Duisburger Gemeinde will umziehen: Haus ist zu groß geworden
Trotzdem will die Gemeinde raus. Das Haus ist wie ein wertvoller, alter Mantel – ein Liebhaberstück, aber für den Alltag irgendwie unpraktisch und viel zu groß geworden.
Zwar trifft sich seit vergangenem Jahr auch eine bulgarische Community an der Juliusstraße, außerdem feiern und beten hier regelmäßig spanische Gläubige. Trotzdem ist bei den Duisburger Baptisten wie bei den meisten anderen Gemeinden: Sie schrumpfen. Längst füllt sich der Saal bei Gottesdiensten nicht mehr komplett, und auch die vielen Räume und Zimmer, in denen früher Kinder herumtobten oder Billard gespielt wurde, werden nicht mehr regelmäßig genutzt.
Doch das Gebäude ist nicht nur zu groß. Es ist vor allem zu teuer. „Allein die Energiekosten – wir schaffen das nicht mehr“, sagt Petkau.

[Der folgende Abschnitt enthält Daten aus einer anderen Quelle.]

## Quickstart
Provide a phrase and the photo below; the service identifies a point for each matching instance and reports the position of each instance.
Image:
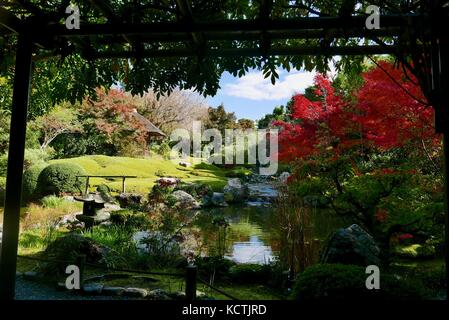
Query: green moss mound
(30, 179)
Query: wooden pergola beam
(282, 25)
(250, 52)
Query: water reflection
(252, 251)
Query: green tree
(218, 118)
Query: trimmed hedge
(60, 178)
(341, 282)
(29, 185)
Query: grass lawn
(147, 171)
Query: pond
(252, 235)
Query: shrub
(30, 178)
(65, 250)
(37, 156)
(338, 281)
(197, 190)
(238, 172)
(250, 273)
(60, 178)
(129, 219)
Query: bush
(30, 178)
(52, 202)
(2, 189)
(60, 178)
(239, 172)
(250, 273)
(129, 219)
(338, 281)
(196, 190)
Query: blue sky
(252, 96)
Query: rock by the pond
(235, 191)
(283, 177)
(185, 200)
(93, 288)
(129, 199)
(168, 181)
(113, 291)
(158, 294)
(216, 199)
(352, 245)
(185, 164)
(135, 292)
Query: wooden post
(13, 194)
(191, 273)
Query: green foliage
(146, 171)
(60, 178)
(217, 266)
(279, 113)
(2, 190)
(196, 190)
(420, 251)
(65, 250)
(52, 201)
(238, 172)
(219, 119)
(30, 179)
(250, 273)
(347, 282)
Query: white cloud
(253, 85)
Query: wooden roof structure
(209, 29)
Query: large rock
(235, 191)
(185, 200)
(352, 245)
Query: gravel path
(33, 290)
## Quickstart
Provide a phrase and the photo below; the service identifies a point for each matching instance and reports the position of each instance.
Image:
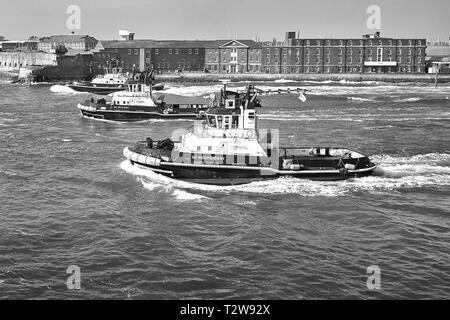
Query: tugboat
(138, 103)
(113, 80)
(227, 148)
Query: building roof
(138, 44)
(66, 38)
(246, 43)
(438, 51)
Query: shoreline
(200, 77)
(214, 77)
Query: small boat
(227, 148)
(138, 103)
(112, 80)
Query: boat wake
(393, 174)
(57, 88)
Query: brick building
(71, 41)
(233, 56)
(164, 56)
(370, 54)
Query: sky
(220, 19)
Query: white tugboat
(227, 148)
(112, 80)
(138, 103)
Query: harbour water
(69, 198)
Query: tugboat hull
(218, 174)
(105, 89)
(132, 115)
(101, 90)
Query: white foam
(359, 99)
(413, 99)
(283, 81)
(57, 88)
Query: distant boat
(138, 103)
(111, 81)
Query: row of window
(369, 42)
(349, 69)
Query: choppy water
(69, 198)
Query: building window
(379, 54)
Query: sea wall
(213, 77)
(13, 61)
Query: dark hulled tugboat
(138, 103)
(226, 148)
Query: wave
(381, 90)
(414, 99)
(394, 173)
(283, 81)
(57, 88)
(359, 99)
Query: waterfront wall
(13, 61)
(213, 77)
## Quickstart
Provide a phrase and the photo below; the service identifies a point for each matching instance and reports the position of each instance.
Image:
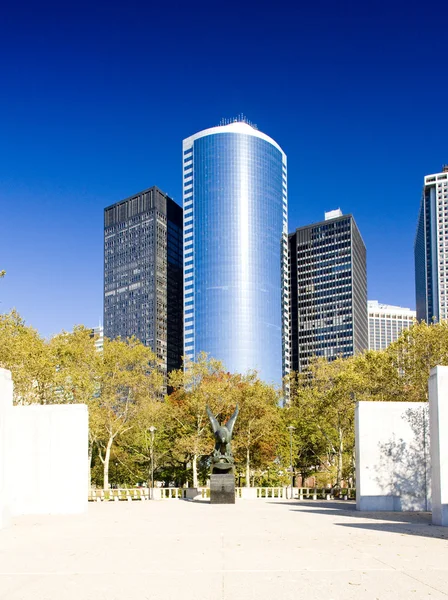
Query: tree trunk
(106, 463)
(247, 468)
(194, 464)
(340, 452)
(89, 464)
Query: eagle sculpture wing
(231, 421)
(213, 421)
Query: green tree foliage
(27, 356)
(201, 383)
(259, 427)
(128, 379)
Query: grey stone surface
(393, 466)
(438, 410)
(222, 488)
(175, 550)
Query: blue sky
(96, 99)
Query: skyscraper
(386, 323)
(143, 273)
(328, 282)
(431, 249)
(235, 249)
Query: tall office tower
(386, 323)
(235, 249)
(143, 273)
(98, 334)
(328, 282)
(431, 249)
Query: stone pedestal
(438, 412)
(222, 488)
(192, 494)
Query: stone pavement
(255, 549)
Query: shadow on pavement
(405, 523)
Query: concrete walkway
(253, 550)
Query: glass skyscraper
(431, 249)
(386, 323)
(235, 249)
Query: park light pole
(152, 430)
(291, 429)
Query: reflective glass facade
(235, 249)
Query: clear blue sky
(96, 99)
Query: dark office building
(143, 279)
(328, 290)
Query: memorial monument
(222, 478)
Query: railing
(202, 493)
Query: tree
(418, 350)
(258, 428)
(27, 356)
(325, 396)
(200, 383)
(128, 377)
(77, 373)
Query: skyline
(92, 115)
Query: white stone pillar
(5, 417)
(438, 416)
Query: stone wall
(393, 465)
(43, 457)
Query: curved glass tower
(235, 249)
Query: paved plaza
(253, 550)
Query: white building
(386, 323)
(431, 249)
(98, 334)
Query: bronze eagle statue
(222, 455)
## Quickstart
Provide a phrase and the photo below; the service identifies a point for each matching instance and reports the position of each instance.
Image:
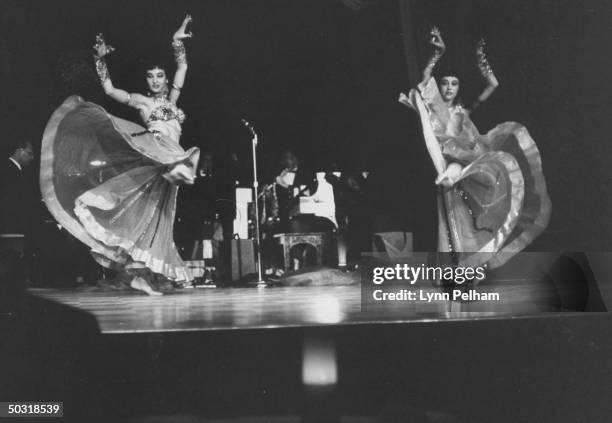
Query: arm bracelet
(101, 69)
(483, 63)
(435, 58)
(180, 54)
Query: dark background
(324, 77)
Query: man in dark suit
(13, 217)
(13, 193)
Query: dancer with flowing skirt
(113, 183)
(492, 198)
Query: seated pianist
(306, 201)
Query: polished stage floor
(129, 311)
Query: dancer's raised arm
(487, 74)
(180, 56)
(439, 48)
(102, 50)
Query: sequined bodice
(165, 110)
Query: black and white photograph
(317, 211)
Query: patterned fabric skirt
(106, 180)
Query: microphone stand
(260, 282)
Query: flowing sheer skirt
(106, 180)
(500, 203)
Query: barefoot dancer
(492, 200)
(113, 183)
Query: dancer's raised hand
(436, 39)
(181, 32)
(101, 48)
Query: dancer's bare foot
(142, 284)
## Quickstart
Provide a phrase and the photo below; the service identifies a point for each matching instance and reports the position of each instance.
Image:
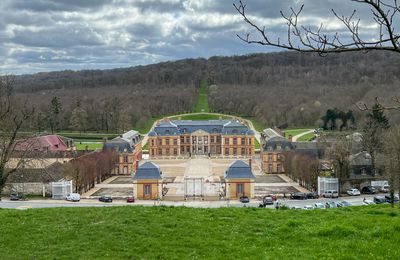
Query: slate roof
(148, 171)
(177, 127)
(239, 170)
(118, 145)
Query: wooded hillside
(276, 88)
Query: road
(48, 203)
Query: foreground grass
(202, 102)
(226, 233)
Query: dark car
(312, 195)
(244, 199)
(130, 199)
(388, 199)
(267, 200)
(105, 199)
(368, 190)
(298, 196)
(379, 200)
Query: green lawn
(202, 102)
(307, 137)
(91, 146)
(294, 132)
(370, 232)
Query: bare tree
(12, 117)
(306, 39)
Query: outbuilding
(147, 181)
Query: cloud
(46, 35)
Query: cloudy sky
(46, 35)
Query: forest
(281, 88)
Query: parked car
(368, 202)
(331, 194)
(388, 199)
(331, 204)
(379, 200)
(312, 195)
(105, 199)
(130, 199)
(368, 190)
(344, 204)
(353, 192)
(244, 199)
(267, 200)
(298, 196)
(308, 207)
(74, 197)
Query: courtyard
(196, 178)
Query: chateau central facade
(212, 138)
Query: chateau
(173, 138)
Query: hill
(369, 232)
(276, 88)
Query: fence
(325, 183)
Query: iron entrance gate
(194, 187)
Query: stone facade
(213, 138)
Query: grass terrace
(370, 232)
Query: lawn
(202, 102)
(371, 232)
(90, 145)
(306, 137)
(294, 132)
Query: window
(240, 189)
(147, 190)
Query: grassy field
(90, 146)
(202, 102)
(371, 232)
(307, 137)
(201, 117)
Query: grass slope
(227, 233)
(202, 102)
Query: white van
(331, 194)
(73, 197)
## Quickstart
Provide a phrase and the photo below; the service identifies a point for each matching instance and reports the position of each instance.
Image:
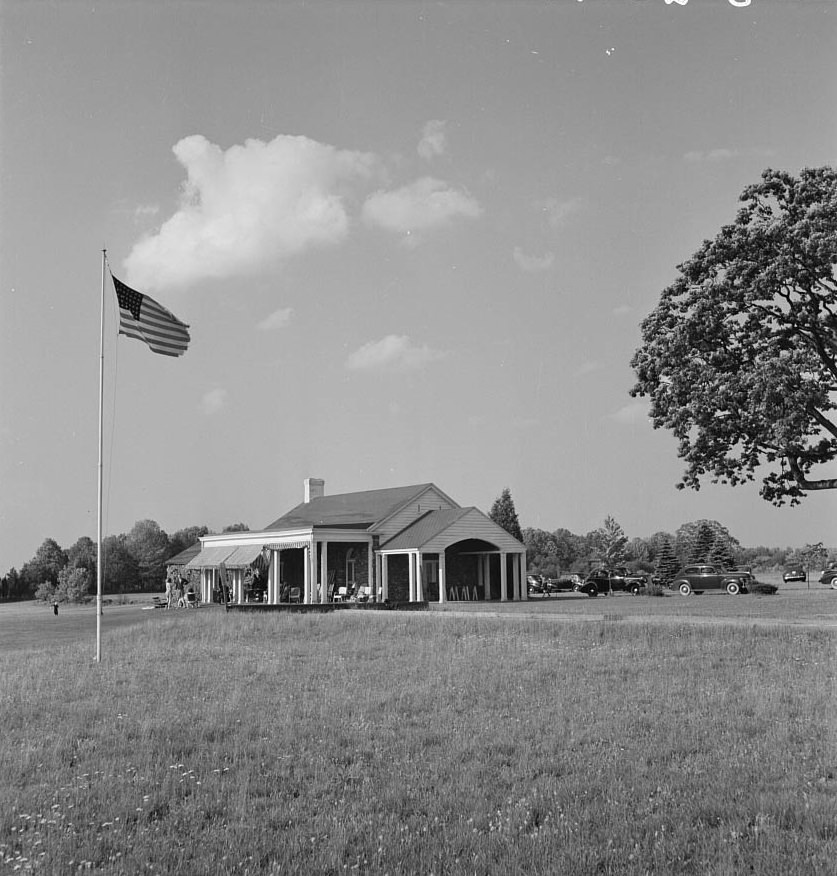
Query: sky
(413, 241)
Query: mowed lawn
(423, 743)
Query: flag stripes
(143, 318)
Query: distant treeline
(562, 552)
(136, 561)
(133, 562)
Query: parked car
(829, 577)
(535, 584)
(563, 583)
(607, 580)
(696, 579)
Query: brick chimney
(314, 488)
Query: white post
(99, 570)
(370, 569)
(419, 578)
(324, 573)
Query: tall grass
(354, 742)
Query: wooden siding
(431, 499)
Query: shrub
(760, 587)
(653, 590)
(45, 592)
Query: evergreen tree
(667, 563)
(702, 544)
(503, 514)
(721, 554)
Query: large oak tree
(738, 357)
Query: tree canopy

Gemeinsam mit den anderen Gemeindemitgliedern schaut er sich schon lange nach Alternativen um. „Den ersten Gedanken gab es bereits vor zehn Jahren“, erklärt der Pastor.
Etwas Kleineres soll her, gerne zur Miete, zum Beispiel als Teil der lebendigen Hochfelder Gemeinde St. Peter. Mit der habe man sich bereits vernetzt, sagt Petkau. Er ist erst vor wenigen Jahren nach Duisburg gekommen und liebt hier vor allem „die Offenheit der Menschen“. Für seine Gemeinde hält er auch andere, neue Standorte in in der Stadt für denkbar. Doch um langfristig Miete zahlen zu können, müsste zunächst das Gebäude an der Juliusstraße veräußert werden.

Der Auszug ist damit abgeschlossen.